NbTiN薄膜は、スパッタリング法(注8)により作製されました。薄膜の特性は、薄膜作製時における沢山のパラメータにより変化するため、開発した高品質な薄膜も、最適な条件を見つけるのは非常に難しいことでした。我々は、これまでの薄膜作製の経験と予備的実験から、薄膜の膜質は高い再現性をもって制御可能であるということを見いだしました。この結果、NbTiの窒化過程と成膜速度を適切に制御することによって、良好な超伝導特性を有するNbTiN薄膜を作製することに成功しました。
今回得られたNbTiN薄膜の特性を設計過程に取り入れ、SIS接合が持つ超低雑音特性を最大限に引き出すための超伝導集積回路を注意深く設計しました。超伝導の効果を取り入れた独自の高周波回路設計手法を導入することによって、受信した電波を広い帯域で効率良くSIS接合に入力するように超伝導集積回路を最適化しました。しかしながら、Band10で用いる回路は非常に小さいので、設計通りの性能を実現するためには、高い作製精度が要求されます。
我々は、量産用半導体プロセスに使われている最高解像度0.35ミクロンを持つ紫外線露光装置(注10)(i 線ステッパー)(図5)などを駆使することによって、設計通りの素子を再現性良く作製することを可能にしました。作製した素子を独自に開発した受信機システムに搭載して、性能評価を行ってきました。理論と実験が合致するのを確認しながら、試作を繰り返すことによって段階的に性能を追い込んだ結果、世界最高性能の低雑音受信機の開発に成功しました(図6)。

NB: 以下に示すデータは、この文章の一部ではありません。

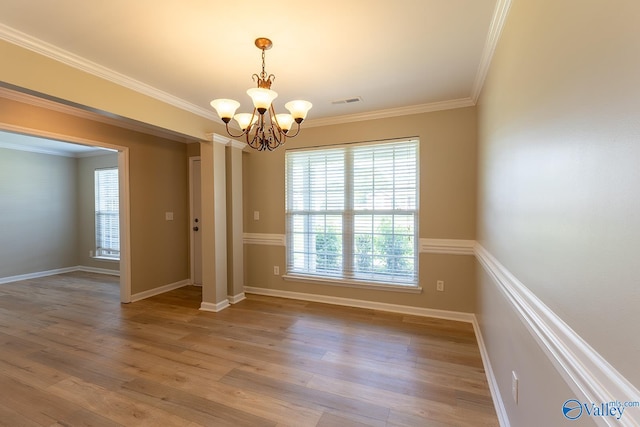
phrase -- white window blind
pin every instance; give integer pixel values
(352, 212)
(107, 213)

(図5)i線ステッパー(左)と国立天文台のクリーンルーム(右)
(図5)i線ステッパー(左)と国立天文台のクリーンルーム(右)
(図6)本研究チームが開発した受信機の雑音
(図6)本研究チームが開発した受信機の雑音

本成果の位置づけ

当周波数帯でのこれまでの世界最高性能を持つ受信機は、カリフォルニア工科大学が2000年に報告した導波管(注11)を用いない方式のものや、特に最近ではオランダ宇宙研究機構(SRON)が2006年に報告したもの(今回と同じ導波管方式)などがありますが、いずれの性能をも凌駕しています(図6)。建設中のALMAに搭載される 10種類の受信機(図7)の中でも、開発が最も難しいとされてきた最高周波数帯、バンド10 受信機に関する研究開発に成功したのです。この世界最高性能の実証は、我々の開発した設計・作製技術が非常に良く確立されていることを示唆しており、大量の受信機を製造する ALMAプロジェクトで非常に重要なことです。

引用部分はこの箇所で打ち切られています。